V. Isto, quando a propósito dos factos provados sob n.°s 9, 2.a parte e 13, consta da Fundamentação de Facto da sentença proferida a quo e que o Tribunal ad quem não questionou: "O Tribunal acreditou nas declarações da arguida (cfr. Acórdão fís. 789) sendo que esta as prestou de forma clara e verosímil sendo que a própria relatou que, quando passou o semáforo, seguia a cerca de 60/65 km/hora".

VI. Ainda menos se conformando o Assistente quando, a tal confissão se junta a Matéria de Facto Provada sob n.° 14 "A Arguida avistou uma pessoa do sexo feminino (a vítima) que se fazia acompanhar por uma criança, parados na berma da estrada a uma distância de cerca de 60 metros". Os quais ao abeirarem-se da passadeira situada na berma direita da estrada pararam porque o semáforo para peões estava ainda vermelho - Factos Provados sob n.°s 6 e 7.

VII. Pois, se a Arguida avistou a vítima / peã a cerca de 60 metros antes do embate (ponto 14 dos factos provados), daqui resultaria indiscutivelmente que, caso a arguida circulasse a menos de 50km/hora, como resulta do Douto Acórdão recorrido, esta sempre poderia ter abrandado de forma a deixar a peã concluir a travessia da passadeira e até parar o seu veículo, no espaço livre e visível à sua frente - cfr. art. 24.° n.° 1 do C.E. - o que de todo não sucedeu, malogradamente.

VIII. Assim como, o ter-se provado que a arguida apenas conseguiu imobilizar o seu veículo cerca de 4 ou 5 metros (fls. 790 do Acórdão recorrido) após a passadeira e após o embate na inditosa vítima também leva a concluir, obrigatoriamente, pela velocidade excessiva e inadequada a que a arguida circulava.

IX. Pois, não obstante, o Acórdão recorrido não se ter pronunciado sobre os factos alegados pelo Assistente nas suas conclusões XXIII e XXIV do respectivo recurso para o Tribunal ad quem, porquanto não levou em conta que, não obstante a velocidade na altura permitida para o local fosse de 50km/hora - a arguida deveria especialmente moderar a velocidade que imprimia ao seu veículo nos termos do disposto no art. 25.°, n.° 1 alínea a) do C. Estrada - à aproximação de passadeiras assinaladas na faixa de rodagem para travessia de peões - Facto Provado sob o n.° 15 do Douto Acórdão; art. 25.° n.° alínea f) do mesmo Código - nos cruzamentos, Facto Provado n.° 5; art. 25.°, n ° 1 alínea j) do C. Estrada - sempre que exista grande intensidade de trânsito - factos provados sob n.°s 5 e 16.

X. A arguida percorreu, desde que avistou a vítima, cerca de 64/65 metros e, só após estes, conseguiu imobilizar a sua viatura!! Por isso, ou circulava a arguida em excesso de velocidade ou então completamente desatenta ao trânsito de veículos e de peões que se fazia sentir no momento do acidente.

XI. Ainda não se conforma o Assistente com o facto do Tribunal recorrido se ter socorrido de factos que nem sequer constam da Matéria de Facto Provada para assim sustentar que a Arguida seguia a velocidade inferior a 50km/h - vidé a título de exemplo fls. 787 e 788 do Acórdão recorrido.

XII. Se não resulta dos Factos Provados que a arguida tenha travado, a que título teria que haver rastos de travagem marcados no pavimento?
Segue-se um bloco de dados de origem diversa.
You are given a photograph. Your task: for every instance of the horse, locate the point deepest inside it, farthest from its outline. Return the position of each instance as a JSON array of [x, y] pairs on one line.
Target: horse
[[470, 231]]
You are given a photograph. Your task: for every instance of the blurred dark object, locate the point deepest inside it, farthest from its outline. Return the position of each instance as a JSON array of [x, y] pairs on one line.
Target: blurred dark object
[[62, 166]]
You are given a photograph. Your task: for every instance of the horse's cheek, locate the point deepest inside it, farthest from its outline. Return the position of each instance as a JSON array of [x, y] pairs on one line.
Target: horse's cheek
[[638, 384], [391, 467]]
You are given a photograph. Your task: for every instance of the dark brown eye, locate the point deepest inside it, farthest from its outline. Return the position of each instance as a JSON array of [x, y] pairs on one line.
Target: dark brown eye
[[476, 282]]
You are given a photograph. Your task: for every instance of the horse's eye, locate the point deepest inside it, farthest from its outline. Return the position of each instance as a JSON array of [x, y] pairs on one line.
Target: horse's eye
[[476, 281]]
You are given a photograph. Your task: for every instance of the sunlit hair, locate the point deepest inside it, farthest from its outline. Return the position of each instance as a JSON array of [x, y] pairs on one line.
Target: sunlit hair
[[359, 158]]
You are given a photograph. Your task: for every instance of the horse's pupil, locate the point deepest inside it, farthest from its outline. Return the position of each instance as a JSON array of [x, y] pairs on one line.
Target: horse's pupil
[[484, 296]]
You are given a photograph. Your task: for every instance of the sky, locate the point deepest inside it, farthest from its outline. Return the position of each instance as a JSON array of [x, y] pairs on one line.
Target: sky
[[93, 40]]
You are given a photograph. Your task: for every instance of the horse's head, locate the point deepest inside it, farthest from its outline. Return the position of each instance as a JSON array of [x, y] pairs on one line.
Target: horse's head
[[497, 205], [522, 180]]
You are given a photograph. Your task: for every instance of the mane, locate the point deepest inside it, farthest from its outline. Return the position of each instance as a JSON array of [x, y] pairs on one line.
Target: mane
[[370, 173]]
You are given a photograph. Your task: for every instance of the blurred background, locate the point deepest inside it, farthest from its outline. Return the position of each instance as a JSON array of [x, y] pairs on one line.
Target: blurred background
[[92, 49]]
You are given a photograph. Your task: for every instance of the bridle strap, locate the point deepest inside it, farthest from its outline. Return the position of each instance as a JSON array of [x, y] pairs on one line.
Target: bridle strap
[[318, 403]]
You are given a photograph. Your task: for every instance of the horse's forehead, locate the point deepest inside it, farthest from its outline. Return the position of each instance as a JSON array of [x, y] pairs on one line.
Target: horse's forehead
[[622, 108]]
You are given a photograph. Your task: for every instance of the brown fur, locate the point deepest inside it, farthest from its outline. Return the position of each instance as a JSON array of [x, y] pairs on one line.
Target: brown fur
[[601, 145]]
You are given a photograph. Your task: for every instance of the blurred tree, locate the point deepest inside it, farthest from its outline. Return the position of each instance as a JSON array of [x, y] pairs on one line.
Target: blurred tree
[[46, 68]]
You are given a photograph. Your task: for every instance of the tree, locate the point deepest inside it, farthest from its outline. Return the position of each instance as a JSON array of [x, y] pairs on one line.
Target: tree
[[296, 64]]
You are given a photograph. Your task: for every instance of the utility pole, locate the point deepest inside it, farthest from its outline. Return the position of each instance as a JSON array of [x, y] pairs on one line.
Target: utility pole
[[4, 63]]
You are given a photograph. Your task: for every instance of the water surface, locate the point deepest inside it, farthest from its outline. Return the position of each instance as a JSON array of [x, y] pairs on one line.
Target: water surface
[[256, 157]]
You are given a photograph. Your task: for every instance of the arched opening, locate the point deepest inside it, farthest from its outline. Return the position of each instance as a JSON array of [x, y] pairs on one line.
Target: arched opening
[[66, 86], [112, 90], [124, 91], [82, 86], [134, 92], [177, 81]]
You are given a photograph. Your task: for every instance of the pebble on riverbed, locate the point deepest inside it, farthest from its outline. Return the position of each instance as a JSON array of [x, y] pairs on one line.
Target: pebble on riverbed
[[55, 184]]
Ora, a ser assim, e fazendo apelo ao normal acontecer e juízos de experiência comum nem sequer se pode concluir que a arguida tenha abrandado, dado que tal também não resulta dos Factos Provados.

XIII. De encontro à posição que sempre defendeu o Assistente de que a Arguida circulava a velocidade excessiva e inadequada às características da via, à intensidade de veículos e peões característicos da mesma (vidé Factos Provados sob n.°s 5, 15 e 16), sendo que, velocidade excessiva aqui não significa, como atrás já se viu, tão só velocidade superior a 50km/h, porquanto a mesma devia ser em tal local especialmente reduzida (vidé facto provado n.° 12), vão os graves e profundos ferimentos provocados pelo embate do veículo conduzido pela Arguida na inditosa vítima (vidé relatório de autópsia de fls. 102 a 110).

XIV. Não entende, e não se conforma, o Assistente, com a valoração que é dada ao depoimento da testemunha FF também para fundamentar a alegada velocidade inferior a 50km/hora a que circularia a Arguida, e ainda para proferir decisão, como proferiu, sobre o funcionamento dos semáforos, porquanto no seu depoimento existiram contradições gritantes, tais como as que a mesma proferiu em sede de julgamento: ao minuto 25 "penso que foi um estrondo, eu não ouvi". E aos minutos 25:17, 25:26, 26:45 e 26:50, respectivamente, disse: "Sim. Estava a mexer no rádio. Troquei o CD". "Eu vi a carrinha passar". "Não ouvi estrondo nenhum". E, ainda, ao minuto 12:30 disse: "... o estrondo foi grande".

XV. Pois, se a testemunha confessou que estava a trocar um cd, facto que, malogradamente, nenhum dos tribunais valorou como devia, enquanto aguardava que o semáforo passasse a verde, segundo as regras da experiência comum, como poderia

XII. Se não resulta dos Factos Provados que a arguida tenha travado, a que título teria que haver rastos de travagem marcados no pavimento? Ora, a ser assim, e fazendo apelo ao normal acontecer e juízos de experiência comum nem sequer se pode concluir que a arguida tenha abrandado, dado que tal também não resulta dos Factos Provados.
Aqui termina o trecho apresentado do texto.